CsvToStructs¶
Overview¶
The CsvToStructs expression parses CSV-formatted strings and converts them into structured data (struct type). It provides a way to transform delimited string data into strongly-typed structured columns within Spark DataFrames, enabling schema enforcement and structured access to CSV data.
Syntax¶
Arguments¶
| Argument | Type | Description |
|---|---|---|
| csvStr | StringType | The CSV-formatted string to parse |
| schema | StructType or String | The target schema defining the structure and data types |
| options | Map[String, String] | Optional CSV parsing options (delimiter, quote character, etc.) |
Return Type¶
Returns a StructType matching the provided schema parameter. The struct contains fields corresponding to the parsed CSV columns with their respective data types as defined in the schema.
Supported Data Types¶
- Input: StringType (CSV-formatted strings)
- Output: Any StructType with supported nested types including:
- Primitive types: StringType, IntegerType, LongType, DoubleType, BooleanType, TimestampType, DateType
- Complex types: ArrayType, MapType, nested StructType
- All standard Spark SQL data types within the struct fields
Algorithm¶
- Validates the input CSV string format and schema compatibility
- Applies CSV parsing options (delimiter, quote character, escape character, etc.)

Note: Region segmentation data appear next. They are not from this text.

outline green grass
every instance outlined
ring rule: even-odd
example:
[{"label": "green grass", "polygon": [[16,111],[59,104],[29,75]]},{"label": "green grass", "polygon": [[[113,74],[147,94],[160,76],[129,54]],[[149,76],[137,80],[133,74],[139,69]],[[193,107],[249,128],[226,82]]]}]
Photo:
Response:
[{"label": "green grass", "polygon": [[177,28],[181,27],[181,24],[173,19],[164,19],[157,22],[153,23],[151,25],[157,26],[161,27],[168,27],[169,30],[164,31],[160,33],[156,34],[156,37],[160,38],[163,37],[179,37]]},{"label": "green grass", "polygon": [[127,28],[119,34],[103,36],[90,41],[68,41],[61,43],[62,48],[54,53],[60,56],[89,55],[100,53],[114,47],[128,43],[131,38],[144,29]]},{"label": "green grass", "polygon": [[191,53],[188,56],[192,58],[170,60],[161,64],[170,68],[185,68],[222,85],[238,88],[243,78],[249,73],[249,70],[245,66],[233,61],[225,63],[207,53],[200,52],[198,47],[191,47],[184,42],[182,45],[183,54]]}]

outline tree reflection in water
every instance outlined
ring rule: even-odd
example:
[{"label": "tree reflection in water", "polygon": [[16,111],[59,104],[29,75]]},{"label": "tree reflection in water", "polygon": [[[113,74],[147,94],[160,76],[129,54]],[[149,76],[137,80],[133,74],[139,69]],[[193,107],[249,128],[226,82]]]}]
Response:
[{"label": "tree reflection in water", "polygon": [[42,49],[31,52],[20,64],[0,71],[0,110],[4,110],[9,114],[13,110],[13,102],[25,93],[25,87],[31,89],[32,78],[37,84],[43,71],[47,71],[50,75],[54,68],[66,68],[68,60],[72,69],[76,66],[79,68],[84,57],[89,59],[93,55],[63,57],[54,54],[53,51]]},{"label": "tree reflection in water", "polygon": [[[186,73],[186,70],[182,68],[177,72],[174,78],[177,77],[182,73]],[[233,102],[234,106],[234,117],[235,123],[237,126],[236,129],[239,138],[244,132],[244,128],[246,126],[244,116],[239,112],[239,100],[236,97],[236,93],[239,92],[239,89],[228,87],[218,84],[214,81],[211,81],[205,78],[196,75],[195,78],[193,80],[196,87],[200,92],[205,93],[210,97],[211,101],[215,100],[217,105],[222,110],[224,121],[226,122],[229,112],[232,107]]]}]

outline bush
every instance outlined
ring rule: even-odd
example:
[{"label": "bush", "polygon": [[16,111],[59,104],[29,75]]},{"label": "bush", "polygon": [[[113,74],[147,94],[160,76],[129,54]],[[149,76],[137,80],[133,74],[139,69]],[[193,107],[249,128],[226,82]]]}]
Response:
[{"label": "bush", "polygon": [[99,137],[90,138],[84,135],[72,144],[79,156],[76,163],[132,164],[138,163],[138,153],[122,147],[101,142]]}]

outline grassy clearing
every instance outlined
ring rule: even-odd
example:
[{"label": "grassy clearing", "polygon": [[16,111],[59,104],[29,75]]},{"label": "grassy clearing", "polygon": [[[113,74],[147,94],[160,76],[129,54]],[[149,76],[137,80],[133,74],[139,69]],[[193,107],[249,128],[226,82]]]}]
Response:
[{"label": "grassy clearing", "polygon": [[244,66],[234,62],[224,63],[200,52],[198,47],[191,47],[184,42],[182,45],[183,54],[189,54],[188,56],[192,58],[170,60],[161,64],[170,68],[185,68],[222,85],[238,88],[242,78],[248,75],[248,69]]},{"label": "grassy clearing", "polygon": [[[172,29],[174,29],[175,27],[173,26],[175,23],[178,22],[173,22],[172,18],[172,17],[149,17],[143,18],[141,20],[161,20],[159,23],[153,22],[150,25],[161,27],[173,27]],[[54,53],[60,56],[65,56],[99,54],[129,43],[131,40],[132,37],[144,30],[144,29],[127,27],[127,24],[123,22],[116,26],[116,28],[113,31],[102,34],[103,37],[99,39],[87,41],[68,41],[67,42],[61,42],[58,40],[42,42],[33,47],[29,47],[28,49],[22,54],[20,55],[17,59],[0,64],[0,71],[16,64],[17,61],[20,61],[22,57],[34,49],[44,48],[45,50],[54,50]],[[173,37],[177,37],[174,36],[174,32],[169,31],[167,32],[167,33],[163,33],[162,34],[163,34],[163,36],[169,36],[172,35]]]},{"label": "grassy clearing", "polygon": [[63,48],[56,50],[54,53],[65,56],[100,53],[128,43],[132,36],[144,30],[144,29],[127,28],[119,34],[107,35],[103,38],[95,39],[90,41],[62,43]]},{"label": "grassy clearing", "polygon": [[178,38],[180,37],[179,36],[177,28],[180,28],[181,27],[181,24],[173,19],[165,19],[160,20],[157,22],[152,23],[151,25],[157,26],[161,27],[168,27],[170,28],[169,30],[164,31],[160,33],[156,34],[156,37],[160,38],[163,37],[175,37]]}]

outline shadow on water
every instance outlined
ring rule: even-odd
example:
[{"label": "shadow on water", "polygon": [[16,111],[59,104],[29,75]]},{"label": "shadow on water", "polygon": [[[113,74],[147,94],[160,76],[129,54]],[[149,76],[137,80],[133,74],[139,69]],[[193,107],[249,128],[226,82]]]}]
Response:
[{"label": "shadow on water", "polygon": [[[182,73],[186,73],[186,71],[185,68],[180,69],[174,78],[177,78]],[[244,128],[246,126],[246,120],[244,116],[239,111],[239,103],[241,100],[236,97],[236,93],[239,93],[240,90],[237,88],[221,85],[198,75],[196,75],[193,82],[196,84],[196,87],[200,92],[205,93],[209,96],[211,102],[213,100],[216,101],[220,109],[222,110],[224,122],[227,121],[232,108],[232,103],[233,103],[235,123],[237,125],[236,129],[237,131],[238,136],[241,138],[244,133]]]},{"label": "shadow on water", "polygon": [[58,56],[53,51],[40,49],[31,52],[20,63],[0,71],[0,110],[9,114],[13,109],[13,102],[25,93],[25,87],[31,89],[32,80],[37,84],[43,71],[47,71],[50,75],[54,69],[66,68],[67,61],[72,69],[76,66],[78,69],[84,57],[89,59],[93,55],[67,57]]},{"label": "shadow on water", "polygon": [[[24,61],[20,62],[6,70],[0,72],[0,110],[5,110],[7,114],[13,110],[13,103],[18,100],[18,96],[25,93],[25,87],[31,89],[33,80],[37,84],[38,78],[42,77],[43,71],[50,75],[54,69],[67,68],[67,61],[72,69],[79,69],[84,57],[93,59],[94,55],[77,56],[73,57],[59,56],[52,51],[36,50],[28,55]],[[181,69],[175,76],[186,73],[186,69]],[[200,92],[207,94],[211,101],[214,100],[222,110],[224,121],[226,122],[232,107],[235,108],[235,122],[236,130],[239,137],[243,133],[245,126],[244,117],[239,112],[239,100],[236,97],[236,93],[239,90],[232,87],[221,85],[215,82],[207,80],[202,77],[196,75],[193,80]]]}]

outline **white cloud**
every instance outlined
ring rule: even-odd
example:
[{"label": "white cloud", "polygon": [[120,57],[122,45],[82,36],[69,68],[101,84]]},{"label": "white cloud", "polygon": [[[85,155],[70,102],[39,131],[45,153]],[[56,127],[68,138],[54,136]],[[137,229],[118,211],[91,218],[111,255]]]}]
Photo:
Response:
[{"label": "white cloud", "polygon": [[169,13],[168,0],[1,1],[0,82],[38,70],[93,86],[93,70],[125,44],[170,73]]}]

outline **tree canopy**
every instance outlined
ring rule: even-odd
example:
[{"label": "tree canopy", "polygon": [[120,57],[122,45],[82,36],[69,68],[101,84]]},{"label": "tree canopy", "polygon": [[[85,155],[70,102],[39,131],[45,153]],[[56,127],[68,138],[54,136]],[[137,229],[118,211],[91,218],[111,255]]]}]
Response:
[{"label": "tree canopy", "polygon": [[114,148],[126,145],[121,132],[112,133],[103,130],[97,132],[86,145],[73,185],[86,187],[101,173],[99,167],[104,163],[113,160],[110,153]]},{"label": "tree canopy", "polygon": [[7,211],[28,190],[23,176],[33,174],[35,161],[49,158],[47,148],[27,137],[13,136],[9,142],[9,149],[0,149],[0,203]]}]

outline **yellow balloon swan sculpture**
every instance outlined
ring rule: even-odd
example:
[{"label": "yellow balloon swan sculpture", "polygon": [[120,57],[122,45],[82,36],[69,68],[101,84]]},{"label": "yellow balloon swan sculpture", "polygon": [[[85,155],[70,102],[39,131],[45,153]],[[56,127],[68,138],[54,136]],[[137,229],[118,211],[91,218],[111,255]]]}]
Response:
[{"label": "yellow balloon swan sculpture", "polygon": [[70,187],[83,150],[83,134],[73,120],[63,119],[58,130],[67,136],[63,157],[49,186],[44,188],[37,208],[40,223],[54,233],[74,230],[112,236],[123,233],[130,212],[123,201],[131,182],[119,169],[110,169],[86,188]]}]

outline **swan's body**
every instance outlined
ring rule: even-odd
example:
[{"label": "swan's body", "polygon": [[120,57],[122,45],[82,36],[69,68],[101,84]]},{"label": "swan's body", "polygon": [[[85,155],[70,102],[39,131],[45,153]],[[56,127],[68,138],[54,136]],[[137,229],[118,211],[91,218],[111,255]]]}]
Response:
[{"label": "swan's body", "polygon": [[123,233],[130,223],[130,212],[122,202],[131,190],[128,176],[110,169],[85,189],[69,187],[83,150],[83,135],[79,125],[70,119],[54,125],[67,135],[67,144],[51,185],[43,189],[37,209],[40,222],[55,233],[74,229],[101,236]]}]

- Tokenizes the CSV string according to RFC 4180 standards with customizable options
- Performs type casting for each field according to the target schema specification
- Handles malformed records based on parsing mode (PERMISSIVE, DROPMALFORMED, FAILFAST)
Partitioning Behavior¶
- Preserves partitioning: Yes, this is a row-level transformation that maintains existing partition boundaries
- Requires shuffle: No, operates independently on each row without cross-partition dependencies
- Can be applied within partition-wise operations without affecting data distribution
Edge Cases¶
- Null handling: Returns null struct if input CSV string is null; individual fields become null for empty/invalid values in PERMISSIVE mode
- Empty input: Empty strings result in struct with null fields depending on schema requirements
- Malformed CSV: Behavior depends on parsing mode - can return null, drop records, or fail with exception
- Schema mismatch: Extra CSV fields are ignored; missing fields become null in the resulting struct
- Type conversion errors: Invalid type conversions result in null values in PERMISSIVE mode
Code Generation¶
Supports Whole-Stage Code Generation (Tungsten) for optimal performance. The expression generates efficient Java code for CSV parsing and struct creation, avoiding object creation overhead during execution when possible.
Examples¶
-- Parse CSV string into struct with explicit schema
SELECT from_csv('1,John,25', 'id INT, name STRING, age INT') as person;
-- Using with custom options
SELECT from_csv('1|John|25', 'id INT, name STRING, age INT', map('delimiter', '|')) as person;
-- Example from source code comment
SELECT from_csv('26/08/2015', 'time Timestamp', map('timestampFormat', 'dd/MM/yyyy')) as parsed;
-- Result: {"time":2015-08-26 00:00:00}
// DataFrame API usage
import org.apache.spark.sql.types._
val schema = StructType(Seq(
StructField("id", IntegerType),
StructField("name", StringType),
StructField("age", IntegerType)
))
df.select(from_csv($"csv_data", schema).as("parsed_data"))
// With custom options
val options = Map("delimiter" -> "|", "timestampFormat" -> "dd/MM/yyyy")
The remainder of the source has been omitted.